Am Klavier sitzen, spielen und eigene Texte singen, das ist so’n Ding, das ich schon seit 30, 40 Jahren mache. Aber Pomusik mit Gitarren und Schlagzeug verlangt auch eine andere Musik, eine andere Poesie. Als ich damit angefangen habe, war ich Mitte 30, mitten in einer Rockphase – verspätete Pubertät. Diese Art von Musik hat auch eine andere Dauer. Da kommt dann der Gitarrist und sagt: ,Kannst du mir nicht ‚ne Zeile mehr schreiben? Das passt so nicht zu meinem Riff.‘ Eine zeitlang ging das auf, fast nur Songs zu schreiben, es war gut, zu merken, dass man sich da so voll reinhängen kann. Aber immer nur Musik? Nee. Das wäre mir zu einseitig.

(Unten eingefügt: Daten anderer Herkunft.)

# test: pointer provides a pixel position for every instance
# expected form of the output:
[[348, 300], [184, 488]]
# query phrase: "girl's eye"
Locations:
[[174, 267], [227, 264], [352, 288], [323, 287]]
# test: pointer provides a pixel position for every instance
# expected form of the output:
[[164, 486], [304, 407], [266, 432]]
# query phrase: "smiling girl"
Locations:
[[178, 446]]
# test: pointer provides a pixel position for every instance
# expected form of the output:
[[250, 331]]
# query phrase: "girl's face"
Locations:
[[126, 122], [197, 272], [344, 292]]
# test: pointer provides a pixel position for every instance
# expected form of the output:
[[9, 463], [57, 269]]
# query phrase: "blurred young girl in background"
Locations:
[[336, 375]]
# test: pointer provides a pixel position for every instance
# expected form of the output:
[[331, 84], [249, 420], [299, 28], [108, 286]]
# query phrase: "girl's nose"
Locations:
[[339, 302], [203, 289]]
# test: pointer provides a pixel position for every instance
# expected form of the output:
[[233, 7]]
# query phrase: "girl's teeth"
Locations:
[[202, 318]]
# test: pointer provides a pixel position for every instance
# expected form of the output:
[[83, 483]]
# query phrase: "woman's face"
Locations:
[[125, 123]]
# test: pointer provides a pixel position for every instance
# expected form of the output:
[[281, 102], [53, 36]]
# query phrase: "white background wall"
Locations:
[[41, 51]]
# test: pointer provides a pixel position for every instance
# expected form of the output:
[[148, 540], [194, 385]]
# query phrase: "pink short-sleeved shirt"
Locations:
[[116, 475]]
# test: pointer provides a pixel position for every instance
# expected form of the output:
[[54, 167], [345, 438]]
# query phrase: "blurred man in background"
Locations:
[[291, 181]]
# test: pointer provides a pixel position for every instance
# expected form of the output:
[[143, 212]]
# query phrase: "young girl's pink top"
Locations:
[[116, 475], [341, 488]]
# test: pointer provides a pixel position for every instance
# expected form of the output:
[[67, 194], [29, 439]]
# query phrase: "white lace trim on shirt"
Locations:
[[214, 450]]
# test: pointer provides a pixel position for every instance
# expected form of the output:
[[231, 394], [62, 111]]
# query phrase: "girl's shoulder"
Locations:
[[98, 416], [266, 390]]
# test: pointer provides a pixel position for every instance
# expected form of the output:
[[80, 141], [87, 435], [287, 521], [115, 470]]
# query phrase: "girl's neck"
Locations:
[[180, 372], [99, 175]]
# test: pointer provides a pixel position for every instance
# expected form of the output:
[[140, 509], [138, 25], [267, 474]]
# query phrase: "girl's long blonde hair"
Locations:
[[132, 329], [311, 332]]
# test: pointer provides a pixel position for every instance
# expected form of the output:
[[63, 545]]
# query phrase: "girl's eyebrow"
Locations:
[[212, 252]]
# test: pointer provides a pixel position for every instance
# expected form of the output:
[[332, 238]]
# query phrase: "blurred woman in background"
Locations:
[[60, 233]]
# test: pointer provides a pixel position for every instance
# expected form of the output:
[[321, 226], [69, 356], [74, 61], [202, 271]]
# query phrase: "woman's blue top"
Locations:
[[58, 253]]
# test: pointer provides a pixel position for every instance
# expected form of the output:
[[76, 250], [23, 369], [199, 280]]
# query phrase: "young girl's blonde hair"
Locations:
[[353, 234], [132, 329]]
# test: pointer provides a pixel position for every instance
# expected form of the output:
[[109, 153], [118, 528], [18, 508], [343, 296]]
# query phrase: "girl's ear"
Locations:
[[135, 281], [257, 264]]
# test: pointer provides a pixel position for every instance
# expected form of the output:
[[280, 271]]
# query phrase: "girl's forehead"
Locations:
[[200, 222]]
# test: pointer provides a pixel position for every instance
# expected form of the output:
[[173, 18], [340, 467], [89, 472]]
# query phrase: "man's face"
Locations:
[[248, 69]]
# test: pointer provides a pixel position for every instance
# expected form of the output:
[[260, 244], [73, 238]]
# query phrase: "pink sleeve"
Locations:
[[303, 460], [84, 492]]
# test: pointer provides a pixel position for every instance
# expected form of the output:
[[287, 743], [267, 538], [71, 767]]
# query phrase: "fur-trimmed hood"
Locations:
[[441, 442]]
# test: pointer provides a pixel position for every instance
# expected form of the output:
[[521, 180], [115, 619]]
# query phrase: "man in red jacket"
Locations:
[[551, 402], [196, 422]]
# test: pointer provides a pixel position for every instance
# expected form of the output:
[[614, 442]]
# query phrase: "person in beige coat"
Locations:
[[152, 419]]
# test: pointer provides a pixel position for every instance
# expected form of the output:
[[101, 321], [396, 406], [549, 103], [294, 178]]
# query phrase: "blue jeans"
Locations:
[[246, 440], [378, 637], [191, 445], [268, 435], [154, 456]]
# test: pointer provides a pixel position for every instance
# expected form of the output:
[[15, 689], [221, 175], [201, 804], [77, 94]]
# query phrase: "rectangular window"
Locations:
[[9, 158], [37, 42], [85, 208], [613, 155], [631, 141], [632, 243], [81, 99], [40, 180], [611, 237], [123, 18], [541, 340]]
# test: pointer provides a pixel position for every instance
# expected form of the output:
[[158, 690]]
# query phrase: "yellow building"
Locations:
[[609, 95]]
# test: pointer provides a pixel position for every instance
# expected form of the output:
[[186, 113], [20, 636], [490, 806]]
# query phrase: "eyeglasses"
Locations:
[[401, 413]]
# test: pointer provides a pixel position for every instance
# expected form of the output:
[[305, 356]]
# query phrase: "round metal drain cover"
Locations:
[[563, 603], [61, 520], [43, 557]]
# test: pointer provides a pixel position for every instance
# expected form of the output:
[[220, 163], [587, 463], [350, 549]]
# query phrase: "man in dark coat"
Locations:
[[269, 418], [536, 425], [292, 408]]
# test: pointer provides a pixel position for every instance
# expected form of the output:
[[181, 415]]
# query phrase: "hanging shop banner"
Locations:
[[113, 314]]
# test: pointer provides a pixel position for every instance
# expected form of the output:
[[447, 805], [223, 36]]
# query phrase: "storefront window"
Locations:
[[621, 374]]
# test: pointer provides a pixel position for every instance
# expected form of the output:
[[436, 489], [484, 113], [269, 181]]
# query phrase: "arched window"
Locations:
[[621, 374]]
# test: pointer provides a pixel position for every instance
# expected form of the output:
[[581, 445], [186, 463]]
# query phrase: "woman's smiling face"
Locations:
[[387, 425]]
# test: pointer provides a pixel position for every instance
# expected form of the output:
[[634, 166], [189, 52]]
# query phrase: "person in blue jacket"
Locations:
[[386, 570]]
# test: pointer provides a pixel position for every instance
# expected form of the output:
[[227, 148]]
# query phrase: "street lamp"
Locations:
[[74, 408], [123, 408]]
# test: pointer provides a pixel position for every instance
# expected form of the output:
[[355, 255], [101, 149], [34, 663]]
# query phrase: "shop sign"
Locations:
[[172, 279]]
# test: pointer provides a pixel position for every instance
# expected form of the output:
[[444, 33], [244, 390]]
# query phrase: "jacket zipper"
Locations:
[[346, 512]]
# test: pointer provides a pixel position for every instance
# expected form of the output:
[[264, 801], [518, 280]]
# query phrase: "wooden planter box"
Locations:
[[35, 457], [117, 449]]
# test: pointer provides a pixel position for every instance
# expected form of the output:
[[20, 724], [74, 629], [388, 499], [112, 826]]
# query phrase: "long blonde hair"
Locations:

Was steht als Nächstes bei Ihnen an?
Ein großes Konzert Ende Juli auf der Berliner Waldbühne. Meine Gesundheit ist natürlich wieder ein Thema (Anm. d. Red: Aufgrund einer Gefäßerkrankung hatte Rainald Grebe 2021 einen Schlaganfall, auf den bis heute zahlreiche weitere folgten) – das mit Berlin muss ich schaffen! Und danach ausruhen, faktisch eine Woche schlafen. Der Winter wird dann wieder ein Schreibwinter. Ich schreibe ein neues integratives Theaterstück, das nächstes Jahr im „Ramaba Zamba“ Theater in Berlin aufgeführt werden soll, bei dem Menschen mit Down Syndrom mitspielen. Es wird auch wieder Lesungen geben, aus meiner Autobiografie, und ich lese ein Hörspiel. Das Hörspiel habe ich entdeckt als Anti-Podcast-Format, nicht nur immer labern und Minuten totschlagen.
Ordnen Sie ihr Leben der Krankheit unter?
Die Krankheit überlagert halt vieles, sie ist halt täglich da. Im Moment habe ich wieder Hoffnung, ich treffe viele Kranke, diese Solidarität, dass man seine Erfahrungen austauscht, das tut gut. Dadurch, dass man immer wieder von neuem Kraft sammeln muss, ändern sich auch die Tageseinteilung und der Tagesablauf. Nach einem Gespräch brauche ich anschließend erst mal eine Pause. Die Marschrichtung ist eher: weniger ist mehr. Das ist auch eine Lösung, das ist ein Weg, es sind die Wege, die mich interessieren. Was ist Stress? Was ist positiver Stress? Mein Arzt sagt, ich soll arbeiten, aber auf genügend Pausen achten. Das sagt sich so leicht. Aber es ist schwer, sich rauszuziehen, wenn man das früher ganz anders, in einem ganz anderen Tempo gewöhnt war.
Termin
Rainald Grebe: „Die Band“, 5. 7., 20 Uhr, Gloria, Apostelnstr. 11. Das Konzert ist ausverkauft.